Nach dem letzten, zum Glück vereitelten, Flugzeuganschlag ist auch in Deutschland das Geschrei nach so genannten Nacktscannern wieder groß. Ethische Bedenken haben die schwarz-gelben Koalitionäre schnell vom Tisch gewischt. Sicherheit geht schließlich vor.

Datenschützer und andere Bedenkenträger sehen naturgemäß die Einführung von Nacktscannern nicht ganz so unkritisch. Wenn man in dieser Sache der Bundesregierung etwas vorwerfen kann, dann ist es ungeschicktes Marketing. Mit der richtigen Strategie würde die angebliche Terroranschlagsprävention breite Zustimmung in der Bevölkerung finden.

Notwendig wäre dazu eine Zusammenarbeit unter anderem mit den Krankenkassen. Die Sicherheitskontrollen an den Flughäfen würden so zum bequemen Gesundheitscheck, für den nicht mal Praxisgebühren bezahlt werden müssten. Wiegen, scannen Bodymaßindex bestimmen und eine kleine Blutprobe abnehmen. Abschließend dann nur noch eine Speichelprobe, was ja auch bei der Aufklärung von Sexualverbrechen hilft.

Am Gateway erhält dann jeder Flugreisende seinen persönlichen Diätplan.

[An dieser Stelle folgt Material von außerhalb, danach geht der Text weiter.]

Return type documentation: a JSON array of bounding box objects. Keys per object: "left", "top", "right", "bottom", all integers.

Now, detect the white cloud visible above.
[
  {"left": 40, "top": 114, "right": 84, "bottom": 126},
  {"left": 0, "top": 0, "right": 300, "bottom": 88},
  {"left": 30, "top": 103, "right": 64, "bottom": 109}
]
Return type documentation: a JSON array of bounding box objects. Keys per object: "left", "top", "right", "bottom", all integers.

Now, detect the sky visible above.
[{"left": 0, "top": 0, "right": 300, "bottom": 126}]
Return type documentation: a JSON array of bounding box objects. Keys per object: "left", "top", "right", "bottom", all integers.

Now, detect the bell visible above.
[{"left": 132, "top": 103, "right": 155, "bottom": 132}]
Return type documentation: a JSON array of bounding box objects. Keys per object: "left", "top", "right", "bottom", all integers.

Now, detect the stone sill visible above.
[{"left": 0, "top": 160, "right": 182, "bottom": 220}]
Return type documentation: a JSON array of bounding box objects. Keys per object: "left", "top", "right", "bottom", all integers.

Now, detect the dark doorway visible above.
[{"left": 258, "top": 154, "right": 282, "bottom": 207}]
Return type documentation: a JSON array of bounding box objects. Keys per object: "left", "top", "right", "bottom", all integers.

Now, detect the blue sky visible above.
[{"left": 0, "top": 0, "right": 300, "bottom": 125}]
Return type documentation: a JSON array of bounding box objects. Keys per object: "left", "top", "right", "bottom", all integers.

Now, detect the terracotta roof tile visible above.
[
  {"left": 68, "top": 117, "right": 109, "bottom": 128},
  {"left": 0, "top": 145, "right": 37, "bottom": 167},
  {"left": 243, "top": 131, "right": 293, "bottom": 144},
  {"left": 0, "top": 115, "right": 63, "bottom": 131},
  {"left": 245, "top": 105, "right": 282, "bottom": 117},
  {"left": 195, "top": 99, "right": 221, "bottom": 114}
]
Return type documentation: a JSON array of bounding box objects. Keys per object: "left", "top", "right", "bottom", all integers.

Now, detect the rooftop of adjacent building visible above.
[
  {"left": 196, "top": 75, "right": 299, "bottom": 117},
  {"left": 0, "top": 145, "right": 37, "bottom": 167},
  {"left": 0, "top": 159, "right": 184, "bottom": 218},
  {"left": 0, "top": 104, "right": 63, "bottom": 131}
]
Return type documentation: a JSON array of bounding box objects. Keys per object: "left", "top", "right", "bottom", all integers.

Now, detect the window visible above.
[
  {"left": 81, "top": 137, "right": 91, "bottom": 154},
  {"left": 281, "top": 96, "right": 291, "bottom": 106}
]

Gerade weil die Deutschen die dicksten Europäer sind, wäre der Nacktscanner ein Segen im Rahmen eines nationalen Fitnessprogrammes.

Falls dann trotz Nacktscanner dann doch mal ein Terrorist durchrutsch, kann man anhand der Speichel- und Blutproben dann zumindest die Leichen schneller zuordnen.

Wie gesagt, es kommt nur darauf an, wie man am besten die Bevölkerung für dumm verkauft – dann kann man auch immer mehr Grundrechte abschaffen.